[llvm-dev] Enable Contributions Through Pull-request For LLVM
Nicolai Hähnle via llvm-dev
llvm-dev at lists.llvm.org
Wed Nov 13 12:25:50 PST 2019
On Tue, Nov 12, 2019 at 9:37 PM Syed Ahmed via llvm-dev
<llvm-dev at lists.llvm.org> wrote:
> For mutiple PRs, we have been using stacked PRs in the PyTorch repository. Edward Yang wrote a tool for this called ghstack (https://github.com/ezyang/ghstack) and my experience using it has been pleasant - you put your patches as seperate commits on top of the master and call ghstack, and ghstack separates out the commits into multiple PRs. This does require the contributer to have permissions to create branches (we do that by creating a team in the github project). The branches get created with a prefix ghstack/<contributor-name>/*. After a PR is merged, stale branches are deleted using a script by a maintainer. You can see an example stacked PR here: https://github.com/pytorch/pytorch/pull/21364.
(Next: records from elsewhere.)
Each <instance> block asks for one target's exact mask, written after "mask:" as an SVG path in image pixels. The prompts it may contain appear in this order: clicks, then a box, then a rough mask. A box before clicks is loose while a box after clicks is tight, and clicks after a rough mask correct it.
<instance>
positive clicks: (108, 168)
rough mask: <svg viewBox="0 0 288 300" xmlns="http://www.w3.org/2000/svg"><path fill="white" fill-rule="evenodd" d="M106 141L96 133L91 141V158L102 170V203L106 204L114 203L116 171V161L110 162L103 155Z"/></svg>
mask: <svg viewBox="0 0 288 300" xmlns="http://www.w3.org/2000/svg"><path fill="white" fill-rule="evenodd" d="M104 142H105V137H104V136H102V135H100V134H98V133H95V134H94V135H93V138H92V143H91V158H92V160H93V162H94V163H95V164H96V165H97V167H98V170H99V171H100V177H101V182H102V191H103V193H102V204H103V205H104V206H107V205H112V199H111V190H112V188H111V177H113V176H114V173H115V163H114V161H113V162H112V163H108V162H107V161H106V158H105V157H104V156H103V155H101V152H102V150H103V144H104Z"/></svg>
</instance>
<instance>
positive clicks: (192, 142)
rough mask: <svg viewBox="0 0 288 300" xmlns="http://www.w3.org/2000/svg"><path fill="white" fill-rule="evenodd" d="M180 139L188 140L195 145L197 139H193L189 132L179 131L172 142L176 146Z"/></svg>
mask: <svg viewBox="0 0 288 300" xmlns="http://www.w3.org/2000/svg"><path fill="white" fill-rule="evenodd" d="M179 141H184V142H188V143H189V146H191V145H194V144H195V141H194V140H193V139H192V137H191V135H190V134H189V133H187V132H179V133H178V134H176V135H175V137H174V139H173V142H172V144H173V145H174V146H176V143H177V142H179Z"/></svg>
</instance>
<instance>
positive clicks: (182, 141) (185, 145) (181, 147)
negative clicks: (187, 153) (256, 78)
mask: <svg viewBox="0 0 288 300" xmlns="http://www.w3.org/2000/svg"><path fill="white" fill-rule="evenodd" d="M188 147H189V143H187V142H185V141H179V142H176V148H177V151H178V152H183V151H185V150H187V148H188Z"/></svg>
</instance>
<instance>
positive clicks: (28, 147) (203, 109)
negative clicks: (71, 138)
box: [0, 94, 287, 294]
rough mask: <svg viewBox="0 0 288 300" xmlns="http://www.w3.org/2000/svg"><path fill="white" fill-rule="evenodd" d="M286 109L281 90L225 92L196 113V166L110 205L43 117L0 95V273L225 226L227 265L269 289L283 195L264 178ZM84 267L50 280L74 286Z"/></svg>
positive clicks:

This looks surprisingly usable. It's sad that people need to jump
through such hoops to make the workflow that Git was originally
designed for feasible on GitHub, but hey, it's something!
A couple of questions:
1. I see a bunch of `Update on "Blah"` commits on those pull requests.
I assume that ghstack automatically and transparently creates those?
2. Where does the "Resubmit of #20886" come from? Does that happen
when you rebase? Some other condition?
3. How are changes to the commit message itself reflected in the pull requests?
4. How does the final submit work? It appears that the vanilla GitHub
machinery would fail because the pull requests are not actually set up
as pull requests against master. It seems PyTorch is running some bot
for that, is that an easily reproducible setup? Of course, the
original submitter could just push the original commits in the usual
vanilla way (e.g., via the CLI), but then how do the pull requests get
closed?
5. Is there a convenient way to get at the actual underlying commits,
so that a reviewer can look at them without the ghstack branching if
so desired? It seems this should be possible via the */orig branches?
Cheers,
Nicolai
--
Lerne, wie die Welt wirklich ist,
aber vergiss niemals, wie sie sein sollte.